All of this leads to a paradox for libraries: “coopetition.” if we don’t build it (chatbot, search engine, lab) ourselves, we are dependent on other organizations that may not share our principles. However, libraries can’t afford to build our own systems (the valuation of Amazon Web Services is estimated at 1.5 to 2 trillion dollars).
Why does this matter? The bottom line is that state libraries, and indeed the whole of the library sector, simply can’t go it alone. SLAAIT members should look to projects like the National Science Foundation’s plans for National Artificial Intelligence Research Resource (NAIRR) pilot. Likewise, for building more modest library-oriented AI capability, partnership will be key. Partnerships within states, and across them.

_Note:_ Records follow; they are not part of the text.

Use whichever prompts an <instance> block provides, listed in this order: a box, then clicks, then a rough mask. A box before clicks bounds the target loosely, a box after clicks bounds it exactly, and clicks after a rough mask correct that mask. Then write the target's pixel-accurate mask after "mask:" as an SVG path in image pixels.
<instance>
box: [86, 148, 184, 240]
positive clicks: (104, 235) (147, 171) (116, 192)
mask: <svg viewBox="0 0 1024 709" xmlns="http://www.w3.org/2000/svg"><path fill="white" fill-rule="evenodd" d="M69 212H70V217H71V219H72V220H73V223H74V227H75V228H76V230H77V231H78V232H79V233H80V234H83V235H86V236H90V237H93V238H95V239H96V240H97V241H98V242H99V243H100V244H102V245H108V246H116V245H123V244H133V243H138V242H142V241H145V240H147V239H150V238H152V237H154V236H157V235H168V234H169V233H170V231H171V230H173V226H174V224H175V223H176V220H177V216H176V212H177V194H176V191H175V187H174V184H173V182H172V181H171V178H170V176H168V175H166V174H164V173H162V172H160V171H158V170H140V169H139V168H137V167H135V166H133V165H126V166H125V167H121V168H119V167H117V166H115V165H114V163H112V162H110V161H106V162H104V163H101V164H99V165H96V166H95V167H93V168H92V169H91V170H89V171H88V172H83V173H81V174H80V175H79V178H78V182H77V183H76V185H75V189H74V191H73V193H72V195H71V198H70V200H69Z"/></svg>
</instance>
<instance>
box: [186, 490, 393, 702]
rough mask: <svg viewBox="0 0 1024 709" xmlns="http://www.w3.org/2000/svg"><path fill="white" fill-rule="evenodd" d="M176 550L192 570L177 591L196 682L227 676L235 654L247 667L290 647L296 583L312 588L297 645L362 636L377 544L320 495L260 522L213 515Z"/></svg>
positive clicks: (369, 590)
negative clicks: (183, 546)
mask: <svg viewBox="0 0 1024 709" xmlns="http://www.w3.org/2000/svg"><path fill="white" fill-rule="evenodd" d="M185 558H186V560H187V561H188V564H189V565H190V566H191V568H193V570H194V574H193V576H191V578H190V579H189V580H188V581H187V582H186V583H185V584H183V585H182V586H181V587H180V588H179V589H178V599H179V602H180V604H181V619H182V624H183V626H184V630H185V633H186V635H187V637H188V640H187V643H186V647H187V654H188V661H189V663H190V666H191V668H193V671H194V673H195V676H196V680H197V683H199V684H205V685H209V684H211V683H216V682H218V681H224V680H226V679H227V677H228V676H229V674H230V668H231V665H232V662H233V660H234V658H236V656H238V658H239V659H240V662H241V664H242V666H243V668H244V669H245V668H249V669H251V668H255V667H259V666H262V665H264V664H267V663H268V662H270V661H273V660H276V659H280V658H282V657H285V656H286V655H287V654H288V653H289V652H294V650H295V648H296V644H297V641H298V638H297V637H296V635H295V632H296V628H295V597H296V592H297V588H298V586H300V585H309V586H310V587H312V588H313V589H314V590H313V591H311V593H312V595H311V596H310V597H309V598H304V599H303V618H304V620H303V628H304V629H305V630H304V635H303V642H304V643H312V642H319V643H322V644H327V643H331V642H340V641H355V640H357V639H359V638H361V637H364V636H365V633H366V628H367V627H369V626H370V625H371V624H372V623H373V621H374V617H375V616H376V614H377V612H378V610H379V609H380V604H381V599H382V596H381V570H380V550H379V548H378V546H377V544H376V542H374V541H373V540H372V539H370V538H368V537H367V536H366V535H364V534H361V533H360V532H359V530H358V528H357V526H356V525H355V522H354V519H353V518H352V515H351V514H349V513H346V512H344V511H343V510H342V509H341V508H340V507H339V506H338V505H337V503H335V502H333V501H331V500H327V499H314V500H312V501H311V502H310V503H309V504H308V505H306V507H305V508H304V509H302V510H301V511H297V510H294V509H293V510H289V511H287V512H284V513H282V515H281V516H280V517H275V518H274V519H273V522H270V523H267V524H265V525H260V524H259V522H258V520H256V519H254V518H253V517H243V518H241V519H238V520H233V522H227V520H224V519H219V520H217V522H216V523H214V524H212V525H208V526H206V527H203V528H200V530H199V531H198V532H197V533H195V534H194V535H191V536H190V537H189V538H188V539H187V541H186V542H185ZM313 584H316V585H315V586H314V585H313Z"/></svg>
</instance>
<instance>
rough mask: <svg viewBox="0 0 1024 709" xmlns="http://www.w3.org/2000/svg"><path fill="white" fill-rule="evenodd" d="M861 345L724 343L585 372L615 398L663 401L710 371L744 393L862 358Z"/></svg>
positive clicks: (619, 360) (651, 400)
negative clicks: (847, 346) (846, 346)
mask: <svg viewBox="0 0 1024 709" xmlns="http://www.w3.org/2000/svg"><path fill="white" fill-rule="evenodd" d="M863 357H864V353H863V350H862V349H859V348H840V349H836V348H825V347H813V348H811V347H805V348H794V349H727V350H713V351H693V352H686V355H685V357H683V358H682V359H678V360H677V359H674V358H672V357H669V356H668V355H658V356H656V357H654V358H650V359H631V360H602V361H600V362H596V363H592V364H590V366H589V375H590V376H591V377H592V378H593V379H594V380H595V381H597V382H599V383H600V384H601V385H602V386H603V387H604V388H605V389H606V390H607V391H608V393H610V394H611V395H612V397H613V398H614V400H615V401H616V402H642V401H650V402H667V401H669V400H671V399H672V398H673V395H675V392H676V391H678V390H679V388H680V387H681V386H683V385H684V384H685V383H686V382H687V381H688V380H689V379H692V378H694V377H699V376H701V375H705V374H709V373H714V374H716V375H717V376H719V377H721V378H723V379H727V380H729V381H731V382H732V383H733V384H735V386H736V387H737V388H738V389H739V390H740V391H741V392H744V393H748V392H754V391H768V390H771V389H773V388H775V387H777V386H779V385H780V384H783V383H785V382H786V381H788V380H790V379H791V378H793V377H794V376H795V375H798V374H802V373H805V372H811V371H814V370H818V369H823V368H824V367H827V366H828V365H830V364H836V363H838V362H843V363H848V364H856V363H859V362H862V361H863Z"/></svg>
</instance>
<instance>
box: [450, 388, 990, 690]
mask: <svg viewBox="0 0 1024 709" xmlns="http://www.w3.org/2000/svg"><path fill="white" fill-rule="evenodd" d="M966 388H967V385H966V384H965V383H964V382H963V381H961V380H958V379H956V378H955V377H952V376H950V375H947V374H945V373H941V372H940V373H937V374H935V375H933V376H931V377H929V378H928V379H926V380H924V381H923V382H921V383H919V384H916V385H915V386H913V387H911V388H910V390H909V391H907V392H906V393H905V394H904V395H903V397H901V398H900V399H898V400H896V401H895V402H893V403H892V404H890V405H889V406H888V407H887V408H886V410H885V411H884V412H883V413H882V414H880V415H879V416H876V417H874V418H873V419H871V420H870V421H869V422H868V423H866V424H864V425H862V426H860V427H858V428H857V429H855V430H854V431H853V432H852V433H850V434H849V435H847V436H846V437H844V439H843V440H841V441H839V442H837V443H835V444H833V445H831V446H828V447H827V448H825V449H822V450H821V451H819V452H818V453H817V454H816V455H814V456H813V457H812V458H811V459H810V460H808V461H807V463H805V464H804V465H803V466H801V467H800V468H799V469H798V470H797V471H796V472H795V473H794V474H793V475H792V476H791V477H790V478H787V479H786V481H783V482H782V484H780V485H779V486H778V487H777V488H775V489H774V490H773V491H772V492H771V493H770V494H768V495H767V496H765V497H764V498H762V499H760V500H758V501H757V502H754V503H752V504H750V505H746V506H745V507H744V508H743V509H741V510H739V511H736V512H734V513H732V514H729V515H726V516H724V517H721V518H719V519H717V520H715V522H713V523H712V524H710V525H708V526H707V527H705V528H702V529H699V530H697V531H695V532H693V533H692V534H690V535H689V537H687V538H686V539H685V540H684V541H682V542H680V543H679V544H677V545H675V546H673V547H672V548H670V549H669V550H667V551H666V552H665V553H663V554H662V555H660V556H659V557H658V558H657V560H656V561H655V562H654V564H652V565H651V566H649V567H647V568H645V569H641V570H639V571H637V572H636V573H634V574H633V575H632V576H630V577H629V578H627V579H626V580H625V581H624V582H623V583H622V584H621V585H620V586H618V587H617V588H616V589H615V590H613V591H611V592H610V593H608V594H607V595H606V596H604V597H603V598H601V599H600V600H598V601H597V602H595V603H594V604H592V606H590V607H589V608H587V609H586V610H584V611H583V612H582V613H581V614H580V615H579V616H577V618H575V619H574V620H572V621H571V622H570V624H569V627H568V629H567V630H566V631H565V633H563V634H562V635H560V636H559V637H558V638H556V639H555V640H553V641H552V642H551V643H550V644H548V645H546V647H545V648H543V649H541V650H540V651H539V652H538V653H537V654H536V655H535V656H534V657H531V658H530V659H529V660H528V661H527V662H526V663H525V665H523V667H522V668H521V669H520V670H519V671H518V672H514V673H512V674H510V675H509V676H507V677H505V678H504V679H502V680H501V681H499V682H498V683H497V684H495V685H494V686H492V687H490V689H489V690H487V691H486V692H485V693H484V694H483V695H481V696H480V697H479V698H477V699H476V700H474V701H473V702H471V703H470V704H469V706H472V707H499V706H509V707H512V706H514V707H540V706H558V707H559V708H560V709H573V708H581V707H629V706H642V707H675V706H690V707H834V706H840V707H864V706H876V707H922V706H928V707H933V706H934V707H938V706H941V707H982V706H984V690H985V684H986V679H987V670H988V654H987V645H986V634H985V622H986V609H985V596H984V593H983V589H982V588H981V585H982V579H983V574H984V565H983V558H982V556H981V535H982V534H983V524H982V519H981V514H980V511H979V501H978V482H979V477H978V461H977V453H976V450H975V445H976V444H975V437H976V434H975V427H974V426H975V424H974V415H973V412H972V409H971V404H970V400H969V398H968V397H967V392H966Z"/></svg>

To be clear, these shared partnerships will most likely be not for the very visible generative AI service, but for application driven AI systems such as item tagging, expanding the metadata of archived materials, and, eventually, cataloging support (systems that use AI to help human original cataloging).
It also means, we need to focus on what librarians and library staff need to know to be good partners on these shared AI projects. Do we all need to be specialists in cloud based shared computing? Python programmers? Or is there a model, just as in the rest of librarianship, where there are core shared competencies and areas of specialization?